The substance applied to them was not e-cig vapor but "e-cig vapor-conditioned media", presumably "media" in liquid form.

The treated cells had already been genetically altered: the tumor suppressor gene p53 had been "silenced" and the gene KRAS (an "oncogene" or cell-growth stimulant) had been activated, "because p53 and KRAS mutations are often observed in the airway of current and former smokers at risk for lung cancer." After ten days of treatment with high concentrations of nicotine, "enhanced colony growth" (new tissue with a theoretical possibility of malignancy) was observed. Also, "diferentially expressed genes" (mutations) were observed.

The reasons these findings demonstrate only the possibility of a possibility are: first, genetic change ("differentially expressed genes") happens all the time in normal tissue, it is not always malignant. Second, tumors represent only one kind of cell growth. Also, the effects of a "vapor-conditioned medium" are not necessarily the same as those of vapor.

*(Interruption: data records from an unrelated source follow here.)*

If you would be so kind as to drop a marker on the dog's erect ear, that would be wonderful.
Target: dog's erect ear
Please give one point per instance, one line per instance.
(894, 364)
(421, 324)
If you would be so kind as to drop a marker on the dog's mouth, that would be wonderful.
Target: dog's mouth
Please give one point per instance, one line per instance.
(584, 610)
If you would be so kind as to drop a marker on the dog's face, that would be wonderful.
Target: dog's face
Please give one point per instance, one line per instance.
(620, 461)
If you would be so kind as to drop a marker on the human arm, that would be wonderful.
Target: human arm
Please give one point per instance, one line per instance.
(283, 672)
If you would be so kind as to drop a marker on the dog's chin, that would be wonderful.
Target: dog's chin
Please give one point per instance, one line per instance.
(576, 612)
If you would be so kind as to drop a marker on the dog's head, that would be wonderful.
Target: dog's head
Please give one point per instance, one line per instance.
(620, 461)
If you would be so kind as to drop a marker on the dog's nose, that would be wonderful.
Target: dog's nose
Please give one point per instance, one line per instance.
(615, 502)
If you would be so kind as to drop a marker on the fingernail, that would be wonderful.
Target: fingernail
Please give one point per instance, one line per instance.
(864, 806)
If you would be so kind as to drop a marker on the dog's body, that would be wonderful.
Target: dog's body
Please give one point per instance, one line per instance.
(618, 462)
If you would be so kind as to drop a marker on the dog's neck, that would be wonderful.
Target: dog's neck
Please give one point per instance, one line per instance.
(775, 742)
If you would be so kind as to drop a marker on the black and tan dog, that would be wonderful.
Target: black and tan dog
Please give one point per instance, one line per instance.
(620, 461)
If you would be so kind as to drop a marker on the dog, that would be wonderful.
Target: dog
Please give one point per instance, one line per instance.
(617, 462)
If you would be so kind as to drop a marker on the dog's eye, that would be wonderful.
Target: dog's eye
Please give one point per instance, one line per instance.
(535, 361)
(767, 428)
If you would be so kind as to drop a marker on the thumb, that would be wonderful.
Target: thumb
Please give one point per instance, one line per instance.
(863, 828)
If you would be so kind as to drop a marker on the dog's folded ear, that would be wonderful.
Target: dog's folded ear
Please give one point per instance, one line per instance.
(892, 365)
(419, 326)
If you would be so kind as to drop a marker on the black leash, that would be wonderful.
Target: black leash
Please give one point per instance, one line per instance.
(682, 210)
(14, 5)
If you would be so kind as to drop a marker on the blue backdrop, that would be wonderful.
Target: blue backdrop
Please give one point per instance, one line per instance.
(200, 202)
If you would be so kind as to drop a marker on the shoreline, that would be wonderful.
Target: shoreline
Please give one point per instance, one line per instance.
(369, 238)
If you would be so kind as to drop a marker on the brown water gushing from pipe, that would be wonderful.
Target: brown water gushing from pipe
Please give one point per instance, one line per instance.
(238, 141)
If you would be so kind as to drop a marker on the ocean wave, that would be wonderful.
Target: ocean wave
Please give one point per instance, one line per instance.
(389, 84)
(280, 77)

Furthermore, many everyday substances, administered in lab dishes at high concentrations, to cells modified to be mutation-prone, might cause mutations and cell growth. A "cell study" such as this one can only approximate the conditions of a "human epidemiological study" (in the words of eminent nicotine scientist Konstantinos Farsalinos). "The work is at a very early stage," admits the Nature article, "and therefore cannot establish that e-cigs can cause cancer in vitro, let alone in vivo."

So be forewarned, your local fire-breathing e-cig prohibitionist is going to be at you about this article.

Now you're forearmed too. (What you do with those other two arms is up to you.)